The Upper South woman is more like the English countrywoman in her preference for four-legged creatures. We have the ‘horsey lady’ and the ‘doggy lady’, who carry gooey, sticky things in the pockets of their ruined jackets. Her idea of a sexy image is not flouncing around in a hoop skirt — which in her case would probably have dried mud on it — but riding a horse through a hotel lobby like mad, bad Sally Ward of Kentucky did in the 1840s. She also tells jokes that unabashedly reveal her priorities, e.g., an elderly woman on her deathbed tells her weeping family, ‘Don’t grieve for me. I’m going to meet General Lee! [trenchant pause] And Jesus.’ Many in the Deep South would find this sacrilegious. Many others would figure the teller had told it wrong, which probably explains why I heard somebody in Mississippi tell it with the names reversed. Incredibly, the audience laughed.
In addition to Maryland and Virginia, South Carolina is considered by many to be part of the Upper South thanks to the social and military primacy of the city of Charleston, its manners and mayhem. Charleston really is a classy burg; in the words of Margaret Mitchell: ‘she had a deeply rooted belief that... most of the gentle blood of the whole continent could be found in that small seaport city, a belief shared largely by Charlestonians.’ Moreover, both state and city are the teacher’s pets of the Civil War.
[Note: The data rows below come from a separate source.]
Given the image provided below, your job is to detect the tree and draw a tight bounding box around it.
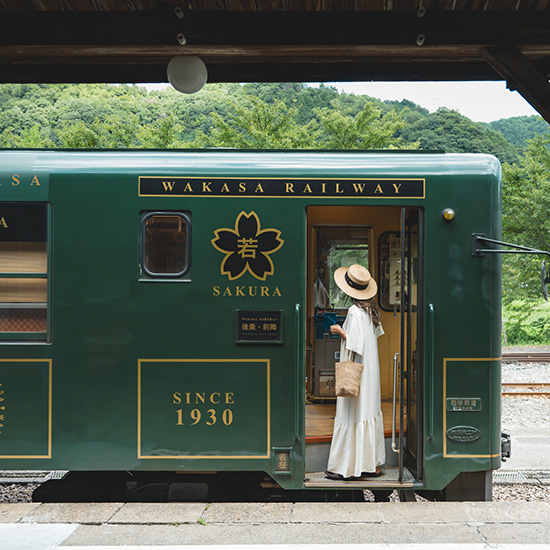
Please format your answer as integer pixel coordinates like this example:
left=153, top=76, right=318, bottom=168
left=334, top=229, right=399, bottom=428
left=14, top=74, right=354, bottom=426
left=57, top=120, right=101, bottom=148
left=501, top=135, right=550, bottom=303
left=400, top=108, right=520, bottom=164
left=194, top=95, right=321, bottom=149
left=314, top=99, right=417, bottom=150
left=137, top=114, right=187, bottom=148
left=195, top=94, right=416, bottom=150
left=0, top=125, right=54, bottom=148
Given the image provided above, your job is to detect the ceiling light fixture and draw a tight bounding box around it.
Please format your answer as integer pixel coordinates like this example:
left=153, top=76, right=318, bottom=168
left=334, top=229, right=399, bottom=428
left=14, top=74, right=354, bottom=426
left=167, top=56, right=208, bottom=94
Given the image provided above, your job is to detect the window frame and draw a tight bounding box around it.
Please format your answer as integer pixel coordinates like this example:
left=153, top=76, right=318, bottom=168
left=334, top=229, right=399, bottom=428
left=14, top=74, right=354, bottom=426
left=0, top=202, right=51, bottom=343
left=140, top=211, right=192, bottom=280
South Carolina was the first state to secede, and Charlestonians fired the first shot at Fort Sumter, the Union garrison in Charleston harbour.
It was fired by the Virginia-born Edmund Ruffin, an impassioned Confederate who, infuriated that Virginia was not the first state to secede, moved himself and his loyalties to South Carolina. The ever-polite Charlestonians invited him to man the first cannon and he let fly with a vengeance. Four years later, when he learned that Lee had surrendered, Ruffin wrapped himself in a Confederate flag and put a bullet through his head. We haven’t heard the last of him. Civil War buffs in the Upper South are still arguing over whether he is a Virginian or a South Carolinian. The writer who identifies him as the former will be bombarded by mail from readers who object, and vice versa. It never ends.
Lost in this shuffle is the state of North Carolina, much larger than South Carolina and contiguous to Virginia but singularly unblessed by membership in the Upper South. It has plenty of tobacco but not a lot of horses or Episcopalians; it doesn’t grow cotton, is not famous for mules, but it has Baptists galore. North Carolina simply fell between the slats and, there being no such thing as the mid-South, had to be called something else. The name that Virginia and South Carolina came up with is ‘a desert between two oases’.
All of these distinctions are fading. The Deep South has the best novels and movies, so that is the South that the rest of America and the whole world knows best and wants more of. The horsey lady and the doggy lady are fun but they can’t compare to James Dickey’s barbaric hillbillies, Truman Capote’s creepy kids, or androgynes (like Tennessee Williams’s Sebastian Venable) who are so sensitive that they have to be carried around on a velvet pillow and fed with an eye-dropper.
We are all Deep South Southerners now. Simple, friendly America needs somebody to be gothic, so tag! We’re it. I discovered just what is expected of me as a Southerner when I took part in one of those weekend seminars that colleges love to sponsor. The topic was: ‘The Gothic Mall: Conflict and Duality in the New South’. I detected a whiff of attraction-repulsion hanging in the air that emerged full force in the question period, when a New York graduate student in sociology asked me: ‘Are you presently tormented by anything, and if so, what?’